I’ll be interested to find out what he does with the pill he stole from Hector. I doubt a missing pill will be enough to set Hector down an irreversible road toward infirmity, but perhaps Nacho will figure out what that medication is meant to be treating, and work out a plan from there.
So, yes, the big reveal this week was Saul Goodman…but that’s not the only connection reestablished with Breaking Bad. Gus tours the laundry facility that will come to house his superlab (which hopefully means we’ll be meeting Gayle soon), and then he gets into the car with…
And that’s a character I really didn’t expect to see again. Foolish me.
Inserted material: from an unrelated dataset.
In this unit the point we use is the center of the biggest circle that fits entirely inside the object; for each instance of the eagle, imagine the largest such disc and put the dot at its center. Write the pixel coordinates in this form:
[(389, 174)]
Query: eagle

I loved Lydia on Breaking Bad. She was a late game addition that worked so well within that universe and managed to feel more important to it than her abbreviated run would suggest. Having her back is wonderful, because it means we’ll get to spend more time with her, yes. But also because it allows her to interact with Gus, and that’s a relationship we never saw on Breaking Bad as she wasn’t introduced until he was out of the way.
I actually did a double take when I saw Laura Fraser, and I’m pretty sure it was the biggest smile any Breaking Bad carryover got out of me.
And so Better Call Saul wastes no time in moving forward, and no time in drawing nearer its parent series.
Which is a kind of crossroads in itself.
Does the show rush forward, filling in the remaining blanks and drawing us toward its known point of termination?
Or does it spend a little more time with itself, building its own universe and asserting itself as an important TV drama in its own right?
You know my answer. But at least now I know that if the show pulls the other way, we still have episodes like this to look forward to.
And I’ll take a page out of Jimmy’s book on that one; it’s technically a loss, but it’s a loss worth celebrating.